In R E D, Chase Berggrun deconstructs [Dracula] in a series of erasure poems and uncovers a new narrative embedded in the text ... Berggrun modifies the multiple layers of voices in Stoker’s novel to exorcise its misogynist violence. This polyvocal, multimedia approach allows Berggrun to adopt the chorus of voices that make up 'this terrible story' and create a new story that affirms, rather than effaces, its narrator’s identity ... The power in Berggrun’s project comes from the form of erasure poetry.
Immediately striking, R E D’s narrator, despite the horror she faces, is a striking figure. She moves into her own story at a run and does not slow down or stop ... The writing flows ... Berggrun’s success is obvious ... Berggrun’s work has made the original, at its most base form, even richer.
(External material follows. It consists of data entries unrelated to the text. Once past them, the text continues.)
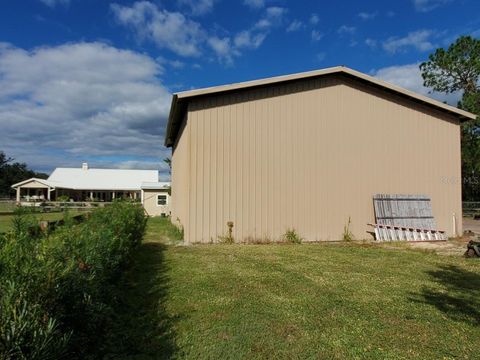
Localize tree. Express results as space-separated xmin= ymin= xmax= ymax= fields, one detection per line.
xmin=163 ymin=157 xmax=171 ymax=175
xmin=0 ymin=151 xmax=48 ymax=197
xmin=420 ymin=35 xmax=480 ymax=201
xmin=0 ymin=152 xmax=13 ymax=168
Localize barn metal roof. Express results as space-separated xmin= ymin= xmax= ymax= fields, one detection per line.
xmin=165 ymin=66 xmax=476 ymax=147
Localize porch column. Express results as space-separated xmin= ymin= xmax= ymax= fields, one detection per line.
xmin=112 ymin=192 xmax=115 ymax=200
xmin=47 ymin=188 xmax=51 ymax=201
xmin=16 ymin=187 xmax=20 ymax=203
xmin=133 ymin=192 xmax=137 ymax=200
xmin=90 ymin=191 xmax=93 ymax=200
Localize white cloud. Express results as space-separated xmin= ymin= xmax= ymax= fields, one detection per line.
xmin=286 ymin=20 xmax=304 ymax=32
xmin=383 ymin=30 xmax=435 ymax=54
xmin=254 ymin=6 xmax=287 ymax=29
xmin=413 ymin=0 xmax=452 ymax=12
xmin=365 ymin=38 xmax=377 ymax=48
xmin=358 ymin=11 xmax=377 ymax=20
xmin=111 ymin=1 xmax=206 ymax=57
xmin=178 ymin=0 xmax=215 ymax=15
xmin=309 ymin=14 xmax=319 ymax=25
xmin=170 ymin=60 xmax=184 ymax=69
xmin=316 ymin=52 xmax=326 ymax=62
xmin=244 ymin=0 xmax=265 ymax=9
xmin=373 ymin=63 xmax=461 ymax=105
xmin=39 ymin=0 xmax=70 ymax=7
xmin=338 ymin=25 xmax=356 ymax=35
xmin=157 ymin=56 xmax=185 ymax=69
xmin=234 ymin=31 xmax=266 ymax=49
xmin=112 ymin=1 xmax=282 ymax=65
xmin=207 ymin=6 xmax=284 ymax=63
xmin=208 ymin=36 xmax=237 ymax=65
xmin=266 ymin=6 xmax=286 ymax=17
xmin=0 ymin=42 xmax=172 ymax=175
xmin=311 ymin=30 xmax=323 ymax=41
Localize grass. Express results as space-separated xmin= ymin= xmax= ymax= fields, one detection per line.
xmin=102 ymin=218 xmax=480 ymax=359
xmin=0 ymin=201 xmax=16 ymax=212
xmin=0 ymin=210 xmax=84 ymax=233
xmin=143 ymin=216 xmax=184 ymax=244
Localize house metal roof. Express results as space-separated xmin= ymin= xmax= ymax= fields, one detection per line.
xmin=11 ymin=177 xmax=57 ymax=189
xmin=165 ymin=66 xmax=476 ymax=147
xmin=141 ymin=181 xmax=171 ymax=190
xmin=44 ymin=167 xmax=159 ymax=191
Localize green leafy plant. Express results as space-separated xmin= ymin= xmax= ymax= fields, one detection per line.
xmin=282 ymin=228 xmax=302 ymax=244
xmin=217 ymin=222 xmax=234 ymax=244
xmin=0 ymin=201 xmax=147 ymax=359
xmin=174 ymin=217 xmax=184 ymax=241
xmin=342 ymin=217 xmax=354 ymax=241
xmin=217 ymin=234 xmax=234 ymax=244
xmin=57 ymin=195 xmax=70 ymax=203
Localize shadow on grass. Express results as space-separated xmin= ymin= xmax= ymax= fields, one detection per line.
xmin=102 ymin=242 xmax=178 ymax=359
xmin=411 ymin=265 xmax=480 ymax=326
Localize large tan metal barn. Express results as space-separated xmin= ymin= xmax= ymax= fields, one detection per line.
xmin=165 ymin=66 xmax=475 ymax=243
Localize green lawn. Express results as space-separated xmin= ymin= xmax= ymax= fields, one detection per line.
xmin=0 ymin=210 xmax=84 ymax=233
xmin=103 ymin=217 xmax=480 ymax=359
xmin=0 ymin=201 xmax=16 ymax=212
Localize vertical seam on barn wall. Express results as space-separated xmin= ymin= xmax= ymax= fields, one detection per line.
xmin=200 ymin=99 xmax=206 ymax=242
xmin=237 ymin=93 xmax=242 ymax=241
xmin=185 ymin=110 xmax=190 ymax=243
xmin=262 ymin=88 xmax=267 ymax=239
xmin=254 ymin=91 xmax=258 ymax=240
xmin=216 ymin=94 xmax=221 ymax=240
xmin=265 ymin=88 xmax=277 ymax=240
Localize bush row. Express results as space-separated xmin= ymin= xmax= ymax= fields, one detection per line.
xmin=0 ymin=201 xmax=147 ymax=359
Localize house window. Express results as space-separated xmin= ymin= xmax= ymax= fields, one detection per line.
xmin=157 ymin=194 xmax=168 ymax=206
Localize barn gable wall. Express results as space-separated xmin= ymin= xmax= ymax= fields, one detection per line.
xmin=174 ymin=74 xmax=461 ymax=243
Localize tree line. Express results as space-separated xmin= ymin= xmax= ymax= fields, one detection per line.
xmin=420 ymin=35 xmax=480 ymax=201
xmin=0 ymin=151 xmax=48 ymax=198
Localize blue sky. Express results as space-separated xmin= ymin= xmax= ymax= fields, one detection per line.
xmin=0 ymin=0 xmax=479 ymax=178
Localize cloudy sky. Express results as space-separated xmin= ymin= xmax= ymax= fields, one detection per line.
xmin=1 ymin=0 xmax=479 ymax=178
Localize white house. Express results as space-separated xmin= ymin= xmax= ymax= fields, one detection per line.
xmin=11 ymin=163 xmax=171 ymax=216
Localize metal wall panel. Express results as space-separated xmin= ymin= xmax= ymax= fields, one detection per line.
xmin=171 ymin=114 xmax=190 ymax=232
xmin=173 ymin=74 xmax=462 ymax=243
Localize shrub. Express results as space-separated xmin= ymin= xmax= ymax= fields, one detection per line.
xmin=0 ymin=201 xmax=147 ymax=359
xmin=174 ymin=217 xmax=185 ymax=241
xmin=57 ymin=195 xmax=70 ymax=202
xmin=0 ymin=281 xmax=71 ymax=360
xmin=342 ymin=217 xmax=354 ymax=241
xmin=217 ymin=234 xmax=234 ymax=244
xmin=282 ymin=229 xmax=302 ymax=244
xmin=217 ymin=221 xmax=234 ymax=244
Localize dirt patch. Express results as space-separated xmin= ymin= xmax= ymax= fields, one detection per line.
xmin=463 ymin=217 xmax=480 ymax=235
xmin=373 ymin=218 xmax=480 ymax=257
xmin=406 ymin=238 xmax=471 ymax=256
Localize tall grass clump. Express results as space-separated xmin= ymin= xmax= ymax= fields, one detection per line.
xmin=0 ymin=201 xmax=147 ymax=359
xmin=282 ymin=228 xmax=302 ymax=244
xmin=342 ymin=217 xmax=354 ymax=241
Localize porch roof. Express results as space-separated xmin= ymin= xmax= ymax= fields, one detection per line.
xmin=11 ymin=178 xmax=56 ymax=189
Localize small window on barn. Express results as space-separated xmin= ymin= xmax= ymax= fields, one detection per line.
xmin=157 ymin=194 xmax=168 ymax=206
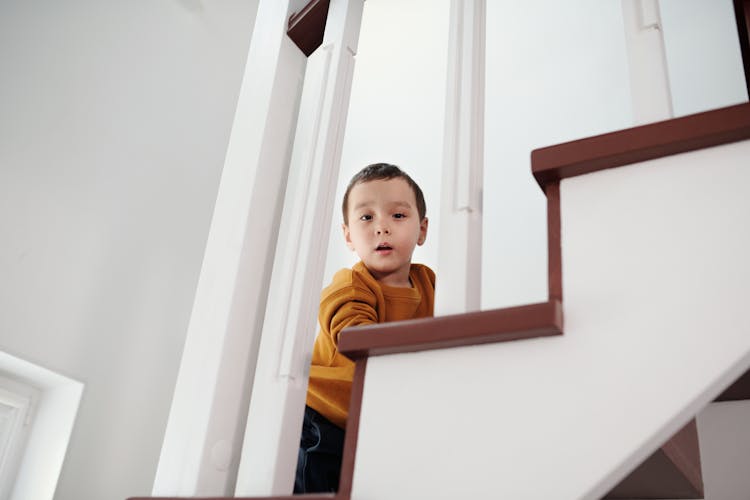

The language is made anew, and with it, a new story unfolds ... R E D is as assured of itself as it is assuring to read.
In Berggrun’s striking debut, a book-length erasure of Bram Stoker’s Dracula, that text becomes fertile soil for cultivating complex story of sexual awakening, domestic abuse, and liberation ... The brief prefatory note on process, indicating that the book 'was written at the same time its author had begun their own gender transition,' gives deeper symbolic resonance to the material transformation of text ... Capped by a challenging conclusion, Berggrun’s assured composition is neither beholden to the original nor so distant as to be unclear in its motivation.